Has Gordon Brown already been more generous towards the NHS than a Tory chancellor would have been? John Appleby assesses the background to this week's Budget
With this week's Spring Budget, New Labour has returned to the past.
The Spring Budget has traditionally been the time to reveal government policy on taxation, with the Autumn Statement unveiling plans for how to spend the money raised. But in 1993 Kenneth Clarke amalgamated these two events.
It seemed to make sense at the time - and emphasised the connection between what governments spend and how and from whom they get the money.
Despite the chancellor's desire to revert to old ways, the source of public funding remains the same - you, me and borrowing from the money markets (ultimately, you and me again).
But for anyone slightly confused as to what is currently happening with the government's tax and spend plans it is probably useful to go back to last year.
What has been the underlying factor shaping tax and spend policies, and will continue to be for at least another year or two, is the government's commitment to the previous administration's economic policies.
Broadly, these are to cap the tax burden and rein-in public spending. Within these self imposed constraints there is of course room to change things.
On the tax side, for example, the government declared in its pre-Budget report last November that it wanted to make the tax system fairer and more transparent, an encouragement to savings and an impetus to job creation.

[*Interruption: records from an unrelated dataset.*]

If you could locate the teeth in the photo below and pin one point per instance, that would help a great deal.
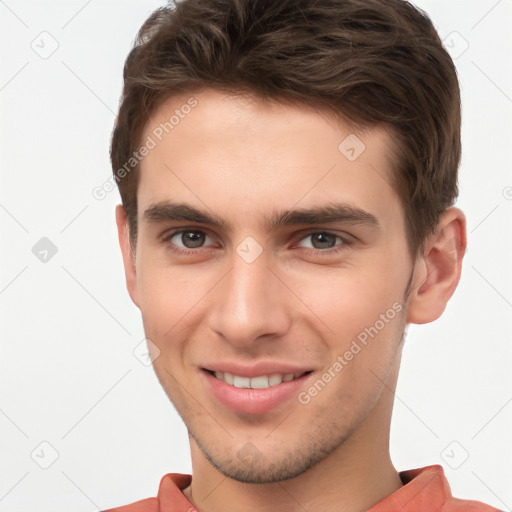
(261, 382)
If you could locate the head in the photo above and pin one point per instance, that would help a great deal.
(308, 153)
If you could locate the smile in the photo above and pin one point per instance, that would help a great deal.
(260, 382)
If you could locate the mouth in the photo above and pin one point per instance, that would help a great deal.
(259, 382)
(254, 395)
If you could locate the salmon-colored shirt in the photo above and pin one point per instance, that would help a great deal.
(425, 490)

On spending, the government has already demonstrated that within the overall total for all public spending (the control total - excluding cyclical spending on unemployment, privatisation proceeds and debt interest) it is possible to shift money from one department to another.
The NHS has already benefited from such reallocations. In the chancellor's Budget of last July, the NHS got an extra pounds1.2bn for 1998-99 on top of the previous administration's plans (which allowed around pounds1bn extra for the UK).

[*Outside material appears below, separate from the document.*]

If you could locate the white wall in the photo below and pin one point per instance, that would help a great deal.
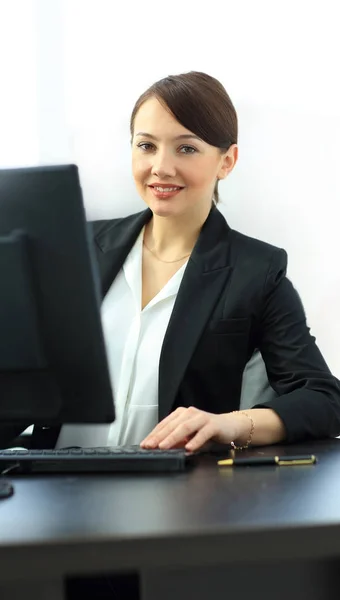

This extra allocation was drawn largely from the government's rainy day money - the contingency reserves - which were already included in the control total.
Then, last October, Frank Dobson managed to convince the Treasury to hand over a bit more money to tackle growing waiting lists, the rise in emergency admissions and the prospect of over burdened hospitals during the winter.
The one-off sum of pounds270m (plus pounds30m to be found by the NHS itself through efficiency savings) increased the NHS budget for 1997-98 at the expense of the defence budget. Again, total spending remained within the control total.
And so, since the May 1997 general election, the NHS has seen its budget increase in real terms by around 1.4 per cent after taking account of general inflation, and will enjoy a real increase of about 1.7 per cent for 1998-99.
If the chancellor sticks to his earlier plan to separate tax and spending decisions, no announcement on spending for the NHS in 1999-2000 are due until November's Autumn Statement.
On that basis, current (ie the last administration's) plans suggest a real cut of 3.25 per cent. The government won't stick to that and will be keen to take the credit for having spent far more on the NHS than the Tories had planned.
On the face of it the NHS looks to have done rather well in the circumstances. But what governments plan to spend on the NHS and what they actually end up spending have never coincided.
What they end up spending is invariably higher than what they had planned. In fact, the difference between the earliest plan and the final outturn for NHS spending can be quite enormous.
In the late 1980s and early 1990s, the difference between plans and outturns ranged from more than pounds1.4bn to nearly pounds1.8bn for the hospital and community health services in England alone.
So, even without a change of government, it could have been expected that the NHS would have received more than had been planned.
But the real increases it has already received - 1.4 per cent this year and 1.7 per cent for next - have been lower than the long run trend in real increases for the NHS.
Over its lifetime, NHS spending has grown at an average of about 2.5 per cent. Coincidentally, or perhaps not, this is similar to post-war trend growth of the economy.
Since 1979 the real growth in NHS spending has been a bit lower, around 2 per cent a year - but this is still greater than current increases.
Given that current and short-term government finances are looking very rosy - the economy is in the 'boom' part of the cycle, tax revenues are up, unemployment is down, inflation is low - surely we can afford to spend more?
According to many economists this is not the best time for governments to start spending. Additional spending in times of high economic growth - so the conventional Keynesian wisdom has it - can lead to overheating.
Boom can turn to bust, as many previous chancellors have discovered to their cost.
So, when governments have money they shouldn't spend it. Rather, they should save it and spend on the downward economic swing to ameliorate the worst effects of recession.
For those hoping for a major boost to NHS spending in coming years, the remaining hope is the government's comprehensive spending review, initiated last year and due to report by the end of this month.
It is essentially a programme budgeting and marginal analysis exercise to identify whether public spending is meeting the goals the government has set for it, and if not, how money can be moved around in order that goals are met.
The NHS Confederation submitted evidence to the review last year, and argued for a minimum real growth of 3 per cent a year over the next few years.
This implied at least an additional pounds700m cash for the NHS across the UK for 1998-99 (on top of everything else), and at least a pounds3bn cash rise on top of current plans for 1999-2000.
The government should start saving up now.
John Appleby is senior lecturer in health economics in the department of health policy and practice, University of East Anglia.